The Ryūkyū Islands formed an independent kingdom known in Chinese since the fourteenth century as the Liúqiú Guó (琉球國). The Ryūkyū Kingdom played a central role in, and thrived from, the maritime trade networks of East and Southeast Asia: the Míng Chinese policy of hǎijìn (海禁, "Sea Bans") did not apply to the Ryūkyū Kingdom. The official language of the kingdom, as in much of East Asia, was Classical Chinese; the vernacular language was Ryukyuan, a language related to (but different from) Japanese. Although independent, the Ryūkyū Kingdom was a 'tributary state' in the Sino-centric Chinese worldview, much like Joseon Korea. Many Ryukyuan officials were descended from Míng-era Chinese immigrants.
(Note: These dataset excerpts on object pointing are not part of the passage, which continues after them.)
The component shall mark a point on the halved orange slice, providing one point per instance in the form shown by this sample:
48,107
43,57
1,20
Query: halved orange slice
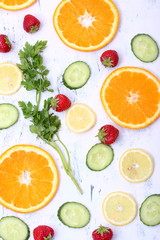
131,97
86,25
29,178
The Ryukyuan religion was a mix of ancestor worship and shamanism. Due to the Chinese influence, Buddhism, Daoism, and Chinese folk religion came to influence Ryukyuan religious practice. Some characteristics of Ryukyuan religion that may be of interest for a Ryukyu-based game of The Celestial Empire:
1- All shamans are female, but these shamanesses are very specialised:
a- some communicate with, make offerings to, and, at times, channel ancestors, local gods and more powerful deities. They are central to any organised community. Even though they are, in game terms, shamanesses, socially speaking their role is akin to that of a priest.
b- some others communicate with the dead when in trance. They are closer to the standard Asian shaman in aspect, from a social point of view, and also in how a shamaness discovers her powers in her youth ('shamanic illness', near-death experience, visions...)
c- some others yet are fortune-tellers, or officiate at weddings or funerals, mixing Buddhist prayers with native rituals.
2- Spirits and magical creatures such as yāoguài (p112 of TCE), dragons (p120 of TCE), guardian lions (p126 of TCE), and ghosts, are very present and of paramount importance
3- An emphasis on the fabrication and the use of amulets, talismans, etc.
4- Lóngmài (ley lines) strongly influence Ryukyuan magico-religious practices.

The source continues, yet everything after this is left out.